One of the clear predictions of string theory is the presence of a dynamical scalar partner of the spin-2 graviton, known as the dilaton. This will violate the Einstein equivalence principle, leading to a plethora of possibly observable consequences which in a cosmological context include dynamical dark energy and spacetime variations of nature’s fundamental constants. The runaway dilaton scenario of Damour, Piazza, and Veneziano is a particularly interesting class of string theory inspired models which can in principle reconcile a massless dilaton with experimental data. Here we use the latest background cosmology observations, astrophysical and laboratory tests of the stability of the fine-structure constant, and local tests of the weak equivalence principle to provide updated constraints on this scenario, under various simplifying assumptions. Overall we find consistency with the standard $\mathrm{\Lambda }\mathrm{CDM}$ paradigm. We improve the existing constraints on the coupling of the dilaton to baryonic matter by a factor of 6 and to the dark sector by a factor of 2. At the one-sigma level the current data already exclude dark sector couplings of order unity, which would be their natural value.

Figure 1

Likelihood constraints in the various 2D planes for the runaway dilaton scenario in the linearized approximation. The black lines represent the one-, two-, and three-sigma confidence levels, and the colormap depicts the reduced chi-square of the fit. The value of the reduced chi-square at the best fit is ${\chi }_{\nu }^2=0.99$.

Figure 2

Same as Fig. 1, for the alternative parametrization including the effective dark energy equation of state. The value of the reduced chi-square at the best fit is ${\chi }_{\nu }^2=0.99$.

Figure 3

Likelihood constraints in the various 2D planes for the runaway dilaton scenario.

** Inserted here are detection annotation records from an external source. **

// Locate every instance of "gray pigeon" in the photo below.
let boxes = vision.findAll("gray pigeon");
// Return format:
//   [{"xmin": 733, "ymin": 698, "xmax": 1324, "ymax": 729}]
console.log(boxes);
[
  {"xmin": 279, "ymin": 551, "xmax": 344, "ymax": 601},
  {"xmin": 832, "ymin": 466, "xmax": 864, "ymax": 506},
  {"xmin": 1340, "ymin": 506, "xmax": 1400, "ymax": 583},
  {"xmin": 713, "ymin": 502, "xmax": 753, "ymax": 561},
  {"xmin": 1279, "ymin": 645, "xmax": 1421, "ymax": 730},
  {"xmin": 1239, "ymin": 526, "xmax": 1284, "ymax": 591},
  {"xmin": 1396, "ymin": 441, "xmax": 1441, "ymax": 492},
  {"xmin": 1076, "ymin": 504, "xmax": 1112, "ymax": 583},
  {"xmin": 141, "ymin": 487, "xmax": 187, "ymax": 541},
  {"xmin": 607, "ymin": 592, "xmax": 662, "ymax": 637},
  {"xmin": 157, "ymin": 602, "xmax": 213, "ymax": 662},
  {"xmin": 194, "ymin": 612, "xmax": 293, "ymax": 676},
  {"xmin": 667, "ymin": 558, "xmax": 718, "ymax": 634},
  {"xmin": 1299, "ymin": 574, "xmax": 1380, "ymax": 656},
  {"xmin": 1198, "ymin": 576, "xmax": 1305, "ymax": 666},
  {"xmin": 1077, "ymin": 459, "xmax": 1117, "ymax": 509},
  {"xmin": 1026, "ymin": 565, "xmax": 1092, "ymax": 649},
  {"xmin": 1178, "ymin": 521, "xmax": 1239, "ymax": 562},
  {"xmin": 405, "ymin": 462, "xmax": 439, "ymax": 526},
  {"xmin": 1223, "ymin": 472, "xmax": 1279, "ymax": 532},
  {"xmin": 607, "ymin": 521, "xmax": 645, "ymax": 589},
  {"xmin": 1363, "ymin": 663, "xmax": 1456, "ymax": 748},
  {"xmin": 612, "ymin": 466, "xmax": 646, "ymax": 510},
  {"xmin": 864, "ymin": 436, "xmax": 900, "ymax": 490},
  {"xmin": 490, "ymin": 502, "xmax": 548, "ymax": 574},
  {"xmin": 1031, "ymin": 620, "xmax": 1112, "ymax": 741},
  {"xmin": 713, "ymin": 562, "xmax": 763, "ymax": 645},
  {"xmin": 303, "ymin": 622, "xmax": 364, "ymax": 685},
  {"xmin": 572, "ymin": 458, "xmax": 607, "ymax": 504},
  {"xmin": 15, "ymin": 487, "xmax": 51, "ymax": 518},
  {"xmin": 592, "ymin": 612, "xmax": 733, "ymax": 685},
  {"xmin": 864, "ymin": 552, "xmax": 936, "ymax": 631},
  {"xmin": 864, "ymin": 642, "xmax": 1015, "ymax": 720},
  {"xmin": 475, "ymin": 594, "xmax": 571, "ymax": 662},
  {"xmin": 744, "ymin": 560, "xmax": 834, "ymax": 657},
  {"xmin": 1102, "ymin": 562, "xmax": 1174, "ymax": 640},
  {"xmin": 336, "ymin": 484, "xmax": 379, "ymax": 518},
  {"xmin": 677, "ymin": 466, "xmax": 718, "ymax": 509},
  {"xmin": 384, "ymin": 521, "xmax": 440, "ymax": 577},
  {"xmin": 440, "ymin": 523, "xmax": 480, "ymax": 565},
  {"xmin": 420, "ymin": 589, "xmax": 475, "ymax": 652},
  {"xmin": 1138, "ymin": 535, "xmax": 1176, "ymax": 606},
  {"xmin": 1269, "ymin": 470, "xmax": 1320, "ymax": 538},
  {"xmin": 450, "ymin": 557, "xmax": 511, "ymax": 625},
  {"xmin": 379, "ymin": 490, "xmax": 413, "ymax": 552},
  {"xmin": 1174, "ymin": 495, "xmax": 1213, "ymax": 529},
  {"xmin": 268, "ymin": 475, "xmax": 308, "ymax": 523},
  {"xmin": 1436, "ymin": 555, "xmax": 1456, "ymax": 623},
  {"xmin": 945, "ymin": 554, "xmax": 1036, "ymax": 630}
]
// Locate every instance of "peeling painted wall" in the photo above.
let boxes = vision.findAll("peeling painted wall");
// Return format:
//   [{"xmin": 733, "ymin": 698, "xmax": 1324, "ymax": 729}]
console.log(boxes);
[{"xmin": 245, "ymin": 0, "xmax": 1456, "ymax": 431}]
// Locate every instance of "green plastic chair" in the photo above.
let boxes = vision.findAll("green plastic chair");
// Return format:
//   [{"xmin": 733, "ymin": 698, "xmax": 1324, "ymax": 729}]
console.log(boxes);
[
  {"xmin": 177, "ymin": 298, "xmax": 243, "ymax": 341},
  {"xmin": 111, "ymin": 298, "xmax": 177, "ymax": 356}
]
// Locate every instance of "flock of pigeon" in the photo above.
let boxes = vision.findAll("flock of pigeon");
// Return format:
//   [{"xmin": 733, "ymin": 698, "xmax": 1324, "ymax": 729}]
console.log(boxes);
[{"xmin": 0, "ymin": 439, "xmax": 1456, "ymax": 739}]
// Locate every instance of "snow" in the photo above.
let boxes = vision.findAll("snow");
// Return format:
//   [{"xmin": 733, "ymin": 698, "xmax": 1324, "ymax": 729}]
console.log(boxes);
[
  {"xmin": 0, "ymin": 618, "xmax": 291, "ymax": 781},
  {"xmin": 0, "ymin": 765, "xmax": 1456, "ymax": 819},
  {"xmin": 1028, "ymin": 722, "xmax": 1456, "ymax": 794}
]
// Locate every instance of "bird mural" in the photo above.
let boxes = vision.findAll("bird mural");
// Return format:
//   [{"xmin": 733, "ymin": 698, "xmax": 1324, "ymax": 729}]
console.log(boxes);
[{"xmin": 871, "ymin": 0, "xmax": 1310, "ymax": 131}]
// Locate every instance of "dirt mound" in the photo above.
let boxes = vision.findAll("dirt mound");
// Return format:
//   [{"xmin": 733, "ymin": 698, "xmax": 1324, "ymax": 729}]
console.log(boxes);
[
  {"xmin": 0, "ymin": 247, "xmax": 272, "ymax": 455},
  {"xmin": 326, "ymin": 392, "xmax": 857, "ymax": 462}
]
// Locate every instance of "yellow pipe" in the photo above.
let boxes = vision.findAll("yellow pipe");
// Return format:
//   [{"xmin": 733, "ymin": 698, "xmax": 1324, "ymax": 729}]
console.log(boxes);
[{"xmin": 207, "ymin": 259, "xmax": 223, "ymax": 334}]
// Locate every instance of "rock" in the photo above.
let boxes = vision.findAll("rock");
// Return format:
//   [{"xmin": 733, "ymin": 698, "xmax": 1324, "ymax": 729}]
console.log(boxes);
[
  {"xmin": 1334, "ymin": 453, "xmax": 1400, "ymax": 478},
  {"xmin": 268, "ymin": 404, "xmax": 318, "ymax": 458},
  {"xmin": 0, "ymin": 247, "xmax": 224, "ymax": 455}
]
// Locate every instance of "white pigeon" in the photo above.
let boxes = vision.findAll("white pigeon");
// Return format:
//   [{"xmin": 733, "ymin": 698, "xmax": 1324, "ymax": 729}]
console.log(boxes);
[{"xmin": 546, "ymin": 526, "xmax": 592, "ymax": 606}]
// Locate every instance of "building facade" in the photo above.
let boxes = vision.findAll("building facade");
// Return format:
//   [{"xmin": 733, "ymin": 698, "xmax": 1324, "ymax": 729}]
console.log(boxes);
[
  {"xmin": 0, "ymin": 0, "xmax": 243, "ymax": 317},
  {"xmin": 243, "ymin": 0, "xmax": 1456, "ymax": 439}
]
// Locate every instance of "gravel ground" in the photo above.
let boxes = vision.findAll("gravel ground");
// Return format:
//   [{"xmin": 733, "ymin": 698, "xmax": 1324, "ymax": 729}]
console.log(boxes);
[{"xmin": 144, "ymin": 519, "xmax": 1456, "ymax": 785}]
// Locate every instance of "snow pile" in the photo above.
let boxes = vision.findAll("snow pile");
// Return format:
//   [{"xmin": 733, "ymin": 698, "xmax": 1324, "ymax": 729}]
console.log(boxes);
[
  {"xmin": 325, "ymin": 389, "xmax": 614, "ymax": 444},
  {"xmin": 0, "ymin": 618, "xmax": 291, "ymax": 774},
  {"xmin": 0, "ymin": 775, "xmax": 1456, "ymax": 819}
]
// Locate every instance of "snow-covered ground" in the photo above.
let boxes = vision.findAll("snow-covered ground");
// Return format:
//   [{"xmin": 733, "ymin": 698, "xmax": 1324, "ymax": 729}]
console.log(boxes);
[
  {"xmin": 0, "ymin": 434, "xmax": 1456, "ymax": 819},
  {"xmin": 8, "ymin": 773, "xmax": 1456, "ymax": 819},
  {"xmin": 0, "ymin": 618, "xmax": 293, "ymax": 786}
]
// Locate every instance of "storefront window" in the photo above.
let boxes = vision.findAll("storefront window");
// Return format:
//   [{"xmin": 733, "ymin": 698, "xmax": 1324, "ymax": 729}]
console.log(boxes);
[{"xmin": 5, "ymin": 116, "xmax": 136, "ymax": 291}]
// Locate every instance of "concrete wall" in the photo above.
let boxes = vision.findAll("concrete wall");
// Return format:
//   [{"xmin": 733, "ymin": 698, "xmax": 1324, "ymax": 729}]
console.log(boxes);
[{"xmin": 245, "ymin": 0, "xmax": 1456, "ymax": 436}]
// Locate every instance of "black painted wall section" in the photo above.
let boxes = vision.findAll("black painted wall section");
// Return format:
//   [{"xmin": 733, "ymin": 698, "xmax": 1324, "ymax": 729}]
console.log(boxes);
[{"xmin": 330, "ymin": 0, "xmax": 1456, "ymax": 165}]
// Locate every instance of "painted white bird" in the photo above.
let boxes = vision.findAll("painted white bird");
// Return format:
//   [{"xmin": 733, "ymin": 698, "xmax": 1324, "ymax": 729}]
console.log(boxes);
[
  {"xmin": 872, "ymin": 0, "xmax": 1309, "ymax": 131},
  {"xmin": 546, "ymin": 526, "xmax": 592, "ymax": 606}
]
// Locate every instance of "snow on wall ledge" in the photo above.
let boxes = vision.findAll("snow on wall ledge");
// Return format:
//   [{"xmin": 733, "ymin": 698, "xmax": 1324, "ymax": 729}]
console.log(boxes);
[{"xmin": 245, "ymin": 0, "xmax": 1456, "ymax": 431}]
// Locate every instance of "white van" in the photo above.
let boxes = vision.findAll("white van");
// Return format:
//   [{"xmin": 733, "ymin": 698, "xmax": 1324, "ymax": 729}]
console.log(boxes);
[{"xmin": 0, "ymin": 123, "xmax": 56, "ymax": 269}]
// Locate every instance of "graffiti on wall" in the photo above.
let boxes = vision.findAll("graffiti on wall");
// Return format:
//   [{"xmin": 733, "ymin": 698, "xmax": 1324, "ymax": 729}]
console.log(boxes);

Top, middle, and bottom plots respectively correspond to the dark coupling, matter coupling, and field coupling assumptions. The black lines represent the one-, two-, and three-sigma confidence levels, and the colormaps depict the reduced chi-square of the fits. The value of the reduced chi-square at the best fit is ${\chi }_{\nu }^2=0.99$ in all three cases.

Figure 4

One-dimensional posterior likelihoods for the full analysis in Fig. 3. Comparing the results of the dark coupling, matter coupling, and field coupling assumptions, the only significant differences occur for the dark energy coupling, ${\alpha }_V$.